A molecule known as anaplastic lymphoma kinase (ALK) is a driver of several cancers, including pediatric neuroblastoma, B-cell lymphomas, and myofibroblast tumors. But for years much about this molecule—its role in the body, which molecules interact with it, what it looks like—has remained unknown, limiting efforts to target it for treatment.
Now, two Yale-led studies published Nov. 24 in Nature reveal the structure of this molecule, opening new paths for cancer treatment development.
The ALK molecule is a receptor—a protein that sits in the membrane of a cell and responds to other molecules that bind to it—found primarily in the brain and central nervous system. For decades it was described as an “orphan receptor” because its ligand—or the substance that binds to and activates it—was unknown until Yale researchers resolved that mystery in 2015. That discovery was an important step toward understanding this receptor and the role it plays in the human body.
Uncovering its structure represents another leap forward, researchers say.
“To target a receptor like this for treatment, you would like to know how to block it or stimulate it, but you cannot do this unless you know the structure,” said Joseph Schlessinger, the William H. Prusoff Professor of Pharmacology and chair of Yale’s Department of Pharmacology.
Receptors are one of the ways our bodies send signals, or messages, to specific cells or tissues. They respond to specific substances, and once those substances attach to the receptor, they cause some sort of action—the receptor can be activated or deactivated, and that action will have an impact on the cell on which the receptor sits.
Daryl Klein, an assistant professor of pharmacology, is the senior author of the first of the two new studies. In the study, he and his colleagues at the Yale Cancer Biology Institute used X-ray crystallography to visualize the part of ALK that binds to other molecules, allowing them to see its structure.
And it turns out the structure is very unusual—a key part had never been seen before in a human protein. “It really, truly, was surprising,” said Klein.

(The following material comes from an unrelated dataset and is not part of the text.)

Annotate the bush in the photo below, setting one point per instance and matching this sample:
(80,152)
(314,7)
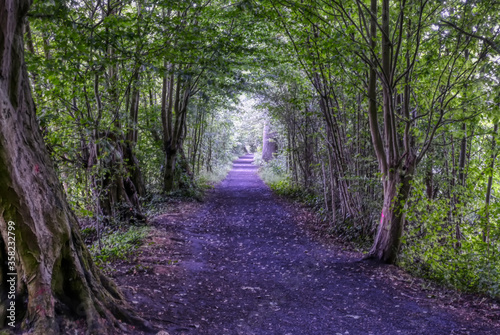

The unexpected region is made up of chains of glycine, which is an amino acid, or a building block of protein. The region is an extremely rigid and stable part of the receptor and plays a key role in the overall positioning of ALK within the cell membrane. Klein says mutations in this part of the receptor are linked to cancer, and understanding what these mutations do to the structure of the receptor and its function will be essential for understanding how they lead to cancer.
Klein’s research team, led by postdoctoral researcher Tongqing Li and senior research scientist Steven Stayrook, were able to observe how ALK activates after binding to its ligand. Specifically, they found that two ligand-bound ALK receptors come together, with each grabbing on to the opposite side of the other. This joining of two molecules is known as a dimer, and once the two ALK molecules form a dimer, the receptors are activated.
That discovery, Klein said, led researchers to their next question: “How can we deactivate the receptor when it’s on but shouldn’t be, like when cancer develops?”
Using two antibodies known to interact with ALK, Klein and his team were able to do just that, observing how the antibodies—provided by the New Haven-based company Celldex Therapeutics—were able to disrupt ALK’s function. One prevented the ligand from binding to ALK while the other prevented the two ALK receptors from coming together and activating.
This information will offer powerful insights for developing cancer treatments, Klein said. In fact, his team is working to leverage this structure to create new therapeutics. “We now know exactly where we want to target to prevent the activation,” he said.
A separate study co-led by Schlessinger’s lab and researchers at St. Jude Children’s Research Hospital used additional methods to assess ALK’s structure. Through X-ray crystallography, cryogenic electron microscopy, and nuclear magnetic resonance spectroscopy, the researchers uncovered the atomic details of ALK and how it is activated by its natural ligands.
Through these techniques, the team drew the same conclusions as Klein’s—ALK has an unusual structure with unique features not seen in other receptors of the same family. Even its positioning within the cell membrane stands out from other receptors.
“The receptor lies on the cell surface. It’s not standing up perpendicularly to the cell like most receptors,” said Schlessinger.
This positioning, he said, causes the ligand to interact with the receptor and the cell surface at the same time. “This has never been seen before in any ligand-receptor interactions,” he said.
With this understanding of ALK’s structure, Schlessinger is now working on another piece of the puzzle—its ligand. “We know nothing about how it works,” he said. “But like its receptor, it could also play a role in cancer. It might also play a role in metabolic diseases and how these processes are connected.”
In addition to developing treatment, Klein’s team is also working on understanding how mutations in ALK lead to cancer. And they’re tackling a question that led him to study ALK in the first place—why its ligand is not the same in vertebrates and invertebrates.